Hypertuning the parameters of spatial multiplexing using deep learning for improving the performance of OCN

Spatial multiplexing (SM) is considered in optical communication to improve the network’s performance. The SM divides the data signals into separate ones to transfer between the antennas. It helps optical communication networks better utilize available resources such as transmitters and receivers. It also reduces the antennas required to transmit data through the optical networks. Artificial intelligence has led to the accelerated growth of all fields and has significantly contributed to the development of communication technologies. Various communication networks like cellular, WAN, LAN, and long-distance communication networks have adopted AI-based optimization for the better utilization of the available resources and improved longevity of the devices.
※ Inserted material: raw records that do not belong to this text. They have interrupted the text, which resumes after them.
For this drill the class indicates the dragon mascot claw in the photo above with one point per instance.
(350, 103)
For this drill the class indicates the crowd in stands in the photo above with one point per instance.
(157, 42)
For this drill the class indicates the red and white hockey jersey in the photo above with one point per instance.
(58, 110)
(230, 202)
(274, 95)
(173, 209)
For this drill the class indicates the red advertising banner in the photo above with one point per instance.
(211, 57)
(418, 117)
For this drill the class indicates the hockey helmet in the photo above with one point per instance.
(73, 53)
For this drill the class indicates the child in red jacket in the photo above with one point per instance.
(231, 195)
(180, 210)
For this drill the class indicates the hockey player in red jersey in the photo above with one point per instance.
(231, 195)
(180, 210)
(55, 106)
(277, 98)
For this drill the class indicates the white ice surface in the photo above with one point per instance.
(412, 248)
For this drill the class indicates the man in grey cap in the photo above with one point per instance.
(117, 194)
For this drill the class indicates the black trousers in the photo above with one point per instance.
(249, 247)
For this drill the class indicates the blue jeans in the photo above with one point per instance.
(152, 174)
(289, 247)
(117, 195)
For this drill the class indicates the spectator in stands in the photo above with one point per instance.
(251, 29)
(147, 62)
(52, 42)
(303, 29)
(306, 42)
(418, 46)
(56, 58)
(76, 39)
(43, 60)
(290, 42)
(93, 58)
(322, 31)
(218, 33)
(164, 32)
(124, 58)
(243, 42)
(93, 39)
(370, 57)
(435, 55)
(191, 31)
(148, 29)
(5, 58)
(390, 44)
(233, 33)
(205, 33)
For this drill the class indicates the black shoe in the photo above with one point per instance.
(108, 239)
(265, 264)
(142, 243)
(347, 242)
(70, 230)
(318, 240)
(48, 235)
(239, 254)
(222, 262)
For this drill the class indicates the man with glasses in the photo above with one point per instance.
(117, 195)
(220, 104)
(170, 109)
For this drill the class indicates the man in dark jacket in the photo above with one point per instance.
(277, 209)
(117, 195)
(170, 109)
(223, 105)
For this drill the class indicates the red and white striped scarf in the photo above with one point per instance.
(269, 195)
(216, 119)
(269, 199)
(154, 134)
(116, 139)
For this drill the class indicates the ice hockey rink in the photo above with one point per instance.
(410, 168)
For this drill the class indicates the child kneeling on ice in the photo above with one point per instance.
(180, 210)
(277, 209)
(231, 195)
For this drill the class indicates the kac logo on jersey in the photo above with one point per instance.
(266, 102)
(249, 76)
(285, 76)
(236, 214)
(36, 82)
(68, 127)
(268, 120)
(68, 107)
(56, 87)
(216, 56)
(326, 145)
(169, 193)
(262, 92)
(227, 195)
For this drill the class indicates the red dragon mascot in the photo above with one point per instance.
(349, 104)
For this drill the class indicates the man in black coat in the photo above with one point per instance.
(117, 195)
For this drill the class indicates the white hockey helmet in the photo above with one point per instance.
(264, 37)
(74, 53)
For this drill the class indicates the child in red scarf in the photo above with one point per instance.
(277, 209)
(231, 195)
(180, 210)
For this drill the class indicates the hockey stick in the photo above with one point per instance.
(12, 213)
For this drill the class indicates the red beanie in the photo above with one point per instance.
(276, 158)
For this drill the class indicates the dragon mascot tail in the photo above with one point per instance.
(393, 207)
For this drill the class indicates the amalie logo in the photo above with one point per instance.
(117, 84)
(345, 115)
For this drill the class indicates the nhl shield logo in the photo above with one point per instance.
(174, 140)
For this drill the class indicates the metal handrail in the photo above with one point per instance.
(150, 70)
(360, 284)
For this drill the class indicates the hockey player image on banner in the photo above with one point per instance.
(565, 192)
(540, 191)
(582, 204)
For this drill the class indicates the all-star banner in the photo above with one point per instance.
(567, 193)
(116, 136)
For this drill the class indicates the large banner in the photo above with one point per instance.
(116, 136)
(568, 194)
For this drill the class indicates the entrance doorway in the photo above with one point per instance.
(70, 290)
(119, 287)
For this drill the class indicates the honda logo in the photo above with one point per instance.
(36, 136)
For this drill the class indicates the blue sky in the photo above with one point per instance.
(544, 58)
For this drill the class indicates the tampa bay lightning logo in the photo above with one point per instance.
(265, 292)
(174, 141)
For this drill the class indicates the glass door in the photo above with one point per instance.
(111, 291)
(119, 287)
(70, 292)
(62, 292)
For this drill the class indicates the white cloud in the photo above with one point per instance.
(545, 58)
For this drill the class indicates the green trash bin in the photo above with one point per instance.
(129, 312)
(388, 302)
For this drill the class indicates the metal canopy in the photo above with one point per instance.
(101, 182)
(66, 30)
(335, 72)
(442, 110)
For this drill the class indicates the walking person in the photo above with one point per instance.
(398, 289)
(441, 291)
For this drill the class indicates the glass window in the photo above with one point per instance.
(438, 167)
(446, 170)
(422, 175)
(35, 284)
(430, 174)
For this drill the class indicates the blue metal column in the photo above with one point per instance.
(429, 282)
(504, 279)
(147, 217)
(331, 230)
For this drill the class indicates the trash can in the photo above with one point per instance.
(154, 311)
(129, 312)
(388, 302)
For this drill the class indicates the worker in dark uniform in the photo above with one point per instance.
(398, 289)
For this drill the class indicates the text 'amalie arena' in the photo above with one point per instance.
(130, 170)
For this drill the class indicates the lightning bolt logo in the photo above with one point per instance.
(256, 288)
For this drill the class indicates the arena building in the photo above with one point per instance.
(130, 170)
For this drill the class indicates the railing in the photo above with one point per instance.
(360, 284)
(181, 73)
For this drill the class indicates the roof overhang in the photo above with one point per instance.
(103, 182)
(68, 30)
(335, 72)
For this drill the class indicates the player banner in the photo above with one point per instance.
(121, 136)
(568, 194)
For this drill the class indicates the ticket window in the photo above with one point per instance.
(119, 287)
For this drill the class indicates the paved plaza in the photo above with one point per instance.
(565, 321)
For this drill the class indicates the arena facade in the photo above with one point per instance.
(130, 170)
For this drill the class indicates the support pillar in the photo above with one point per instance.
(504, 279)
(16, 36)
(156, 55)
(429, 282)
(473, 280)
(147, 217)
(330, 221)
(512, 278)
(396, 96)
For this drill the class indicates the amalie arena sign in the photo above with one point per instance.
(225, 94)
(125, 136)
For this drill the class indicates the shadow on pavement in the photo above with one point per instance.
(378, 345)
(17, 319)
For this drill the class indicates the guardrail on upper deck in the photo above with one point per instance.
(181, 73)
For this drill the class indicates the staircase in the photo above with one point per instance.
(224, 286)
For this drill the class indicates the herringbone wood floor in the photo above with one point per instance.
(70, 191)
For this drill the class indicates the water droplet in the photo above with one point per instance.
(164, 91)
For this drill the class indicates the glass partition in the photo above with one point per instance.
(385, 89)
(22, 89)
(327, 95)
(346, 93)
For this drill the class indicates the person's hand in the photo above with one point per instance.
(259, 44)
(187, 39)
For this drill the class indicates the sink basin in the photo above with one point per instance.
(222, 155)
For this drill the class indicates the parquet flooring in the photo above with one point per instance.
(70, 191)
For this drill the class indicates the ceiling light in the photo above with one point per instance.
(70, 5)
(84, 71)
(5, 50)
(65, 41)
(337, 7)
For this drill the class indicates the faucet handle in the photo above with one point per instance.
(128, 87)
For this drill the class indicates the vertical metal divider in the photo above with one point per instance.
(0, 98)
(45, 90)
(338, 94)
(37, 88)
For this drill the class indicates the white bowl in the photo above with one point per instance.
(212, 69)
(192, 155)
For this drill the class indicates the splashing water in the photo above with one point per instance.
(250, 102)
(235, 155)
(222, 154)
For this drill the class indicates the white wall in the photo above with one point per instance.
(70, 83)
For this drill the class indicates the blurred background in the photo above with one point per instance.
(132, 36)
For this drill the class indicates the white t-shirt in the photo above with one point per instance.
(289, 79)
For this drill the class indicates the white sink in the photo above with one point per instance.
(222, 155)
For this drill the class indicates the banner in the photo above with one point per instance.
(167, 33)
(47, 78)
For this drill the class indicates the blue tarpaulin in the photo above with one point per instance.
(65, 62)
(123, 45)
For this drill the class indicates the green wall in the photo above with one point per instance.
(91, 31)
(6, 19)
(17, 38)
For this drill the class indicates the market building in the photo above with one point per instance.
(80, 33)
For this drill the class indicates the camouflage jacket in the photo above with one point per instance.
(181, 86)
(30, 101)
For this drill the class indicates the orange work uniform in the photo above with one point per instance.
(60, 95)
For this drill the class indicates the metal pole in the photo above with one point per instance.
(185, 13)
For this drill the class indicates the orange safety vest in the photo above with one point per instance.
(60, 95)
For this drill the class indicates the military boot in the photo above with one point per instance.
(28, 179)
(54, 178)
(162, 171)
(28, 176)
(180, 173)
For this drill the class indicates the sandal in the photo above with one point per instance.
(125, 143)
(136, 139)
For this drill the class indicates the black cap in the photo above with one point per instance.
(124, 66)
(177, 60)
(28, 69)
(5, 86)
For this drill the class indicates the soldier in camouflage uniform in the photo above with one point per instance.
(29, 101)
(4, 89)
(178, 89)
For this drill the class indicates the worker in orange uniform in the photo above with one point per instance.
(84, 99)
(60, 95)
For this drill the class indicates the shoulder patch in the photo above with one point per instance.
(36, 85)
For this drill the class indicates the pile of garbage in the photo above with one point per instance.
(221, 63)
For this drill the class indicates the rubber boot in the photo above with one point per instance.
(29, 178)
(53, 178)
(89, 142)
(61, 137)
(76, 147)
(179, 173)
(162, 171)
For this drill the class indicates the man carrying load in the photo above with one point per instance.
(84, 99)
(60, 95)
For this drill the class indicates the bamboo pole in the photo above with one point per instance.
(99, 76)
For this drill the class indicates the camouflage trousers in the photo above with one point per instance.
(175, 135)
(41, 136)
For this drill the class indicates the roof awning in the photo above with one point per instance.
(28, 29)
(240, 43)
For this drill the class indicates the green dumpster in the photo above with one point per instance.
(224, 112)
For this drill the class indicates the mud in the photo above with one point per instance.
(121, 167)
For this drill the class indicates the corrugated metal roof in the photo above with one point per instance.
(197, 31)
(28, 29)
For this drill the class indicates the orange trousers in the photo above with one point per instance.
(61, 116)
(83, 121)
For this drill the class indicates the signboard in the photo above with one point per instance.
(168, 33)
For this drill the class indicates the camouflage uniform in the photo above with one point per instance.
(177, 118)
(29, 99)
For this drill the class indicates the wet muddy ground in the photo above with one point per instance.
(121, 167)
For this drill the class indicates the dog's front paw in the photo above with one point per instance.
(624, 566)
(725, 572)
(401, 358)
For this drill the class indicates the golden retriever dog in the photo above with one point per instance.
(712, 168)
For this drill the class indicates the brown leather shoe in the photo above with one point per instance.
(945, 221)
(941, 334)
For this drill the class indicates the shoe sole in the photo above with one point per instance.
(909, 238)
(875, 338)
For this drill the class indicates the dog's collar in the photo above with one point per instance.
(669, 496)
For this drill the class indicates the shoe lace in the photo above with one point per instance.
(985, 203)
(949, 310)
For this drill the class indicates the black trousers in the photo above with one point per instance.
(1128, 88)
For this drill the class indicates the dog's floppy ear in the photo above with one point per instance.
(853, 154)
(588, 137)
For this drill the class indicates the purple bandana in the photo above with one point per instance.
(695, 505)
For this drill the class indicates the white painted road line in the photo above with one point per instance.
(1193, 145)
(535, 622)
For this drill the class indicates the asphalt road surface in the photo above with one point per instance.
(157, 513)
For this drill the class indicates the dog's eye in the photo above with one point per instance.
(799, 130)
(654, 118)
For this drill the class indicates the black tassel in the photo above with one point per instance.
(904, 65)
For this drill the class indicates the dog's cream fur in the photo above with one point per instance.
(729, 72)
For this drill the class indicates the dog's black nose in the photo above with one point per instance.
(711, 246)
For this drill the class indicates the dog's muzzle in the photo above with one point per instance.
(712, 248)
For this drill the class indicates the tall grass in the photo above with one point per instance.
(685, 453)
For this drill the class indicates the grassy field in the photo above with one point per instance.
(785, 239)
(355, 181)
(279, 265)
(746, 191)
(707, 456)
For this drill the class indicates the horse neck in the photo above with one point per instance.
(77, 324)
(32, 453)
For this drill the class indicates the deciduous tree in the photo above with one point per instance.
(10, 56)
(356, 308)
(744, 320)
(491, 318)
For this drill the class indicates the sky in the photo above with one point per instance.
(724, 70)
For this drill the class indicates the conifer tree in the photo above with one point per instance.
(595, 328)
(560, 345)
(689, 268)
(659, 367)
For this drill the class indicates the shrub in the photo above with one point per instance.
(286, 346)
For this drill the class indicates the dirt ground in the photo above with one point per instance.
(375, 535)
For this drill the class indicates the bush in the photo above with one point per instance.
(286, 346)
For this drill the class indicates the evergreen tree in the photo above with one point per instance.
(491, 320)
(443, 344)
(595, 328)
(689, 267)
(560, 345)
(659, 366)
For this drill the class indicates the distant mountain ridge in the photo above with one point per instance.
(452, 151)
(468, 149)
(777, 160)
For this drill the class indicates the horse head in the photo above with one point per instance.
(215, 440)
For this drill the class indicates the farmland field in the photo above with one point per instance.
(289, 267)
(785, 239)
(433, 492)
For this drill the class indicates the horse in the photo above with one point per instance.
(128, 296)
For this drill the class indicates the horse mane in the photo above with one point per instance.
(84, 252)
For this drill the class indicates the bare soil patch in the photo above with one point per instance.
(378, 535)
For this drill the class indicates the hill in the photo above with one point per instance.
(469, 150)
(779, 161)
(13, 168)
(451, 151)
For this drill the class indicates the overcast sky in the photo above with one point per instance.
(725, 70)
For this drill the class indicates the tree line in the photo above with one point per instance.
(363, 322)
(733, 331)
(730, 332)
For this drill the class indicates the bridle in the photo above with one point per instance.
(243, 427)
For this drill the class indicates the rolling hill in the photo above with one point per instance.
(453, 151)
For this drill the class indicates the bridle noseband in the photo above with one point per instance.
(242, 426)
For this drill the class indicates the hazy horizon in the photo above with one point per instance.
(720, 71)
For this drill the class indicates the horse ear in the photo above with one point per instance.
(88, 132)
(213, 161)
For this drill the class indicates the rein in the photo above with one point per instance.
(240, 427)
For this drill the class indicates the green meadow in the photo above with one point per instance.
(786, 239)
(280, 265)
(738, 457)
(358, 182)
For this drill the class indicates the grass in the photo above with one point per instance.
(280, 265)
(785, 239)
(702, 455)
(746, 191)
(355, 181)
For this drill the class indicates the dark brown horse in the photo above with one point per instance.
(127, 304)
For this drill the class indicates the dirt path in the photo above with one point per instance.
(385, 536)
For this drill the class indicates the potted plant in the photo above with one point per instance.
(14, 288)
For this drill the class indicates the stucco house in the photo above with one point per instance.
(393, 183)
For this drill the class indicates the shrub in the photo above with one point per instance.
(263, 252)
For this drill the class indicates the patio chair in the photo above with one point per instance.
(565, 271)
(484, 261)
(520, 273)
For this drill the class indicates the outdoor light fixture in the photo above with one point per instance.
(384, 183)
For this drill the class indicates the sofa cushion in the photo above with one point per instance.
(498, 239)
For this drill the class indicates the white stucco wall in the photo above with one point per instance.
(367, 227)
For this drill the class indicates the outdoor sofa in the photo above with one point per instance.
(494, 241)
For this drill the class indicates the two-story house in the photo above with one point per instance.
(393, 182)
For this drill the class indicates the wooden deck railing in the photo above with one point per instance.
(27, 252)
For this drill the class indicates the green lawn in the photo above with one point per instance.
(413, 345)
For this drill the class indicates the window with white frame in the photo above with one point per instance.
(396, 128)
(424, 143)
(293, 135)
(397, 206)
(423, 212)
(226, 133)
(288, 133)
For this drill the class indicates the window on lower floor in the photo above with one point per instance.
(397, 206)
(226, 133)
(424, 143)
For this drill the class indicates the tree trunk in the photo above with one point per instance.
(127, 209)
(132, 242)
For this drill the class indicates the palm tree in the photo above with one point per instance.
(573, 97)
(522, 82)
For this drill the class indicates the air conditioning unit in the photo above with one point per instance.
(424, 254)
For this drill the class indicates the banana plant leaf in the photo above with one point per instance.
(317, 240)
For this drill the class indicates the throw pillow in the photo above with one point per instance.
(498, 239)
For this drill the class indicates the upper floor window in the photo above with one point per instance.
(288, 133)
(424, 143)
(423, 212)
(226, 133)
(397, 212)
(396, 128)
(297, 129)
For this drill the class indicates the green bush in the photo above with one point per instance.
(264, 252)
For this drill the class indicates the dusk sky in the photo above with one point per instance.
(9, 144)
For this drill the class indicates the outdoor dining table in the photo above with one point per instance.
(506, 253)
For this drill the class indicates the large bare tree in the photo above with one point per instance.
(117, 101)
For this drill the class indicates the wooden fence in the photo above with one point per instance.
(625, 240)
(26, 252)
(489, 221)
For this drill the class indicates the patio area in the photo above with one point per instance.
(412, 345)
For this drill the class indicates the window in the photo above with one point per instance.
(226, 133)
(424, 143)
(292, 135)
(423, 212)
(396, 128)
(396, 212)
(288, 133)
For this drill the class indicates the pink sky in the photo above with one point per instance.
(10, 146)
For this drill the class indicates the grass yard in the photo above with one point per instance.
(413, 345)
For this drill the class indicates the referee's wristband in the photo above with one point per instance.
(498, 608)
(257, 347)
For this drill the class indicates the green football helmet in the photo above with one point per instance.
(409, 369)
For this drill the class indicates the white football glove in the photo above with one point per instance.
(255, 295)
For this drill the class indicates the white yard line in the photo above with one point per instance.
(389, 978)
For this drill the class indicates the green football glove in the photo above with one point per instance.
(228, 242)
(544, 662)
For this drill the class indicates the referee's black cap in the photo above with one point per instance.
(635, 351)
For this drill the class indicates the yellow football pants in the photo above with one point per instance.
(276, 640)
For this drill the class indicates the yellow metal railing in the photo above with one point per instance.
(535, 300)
Thus, this paper has motivated me to develop an AI algorithm for tuning and optimizing the OCN parameters to improve the overall efficiency concerning long distances. This paper proposes a deep learning model to optimize spatial multiplexing in MIMO systems to improve optical communication networks. It uses an autoencoder model to optimize the data transmission at the transmitter and receiver ends and enhance the model’s overall performance. The refractive index error faced in the optical fibers is minimized through IFFT (inverse fast Fourier transform), and the signal quality is improved with low PSD. Thus, the proposed hyper-tuning of spatial multiplexing parameters through a deep learning model (HSMDL) provides better optimization for the optical networks. Optical parameters like energy requirements, communication distance, and data quality are all monitored. The transmitted data is optimized through several layers and encoded and mapped through spatial multiplexing. The proposed model is evaluated with simulation and compared with various existing models in terms of SNR, BER, time, quality of transmission, and network sustainability.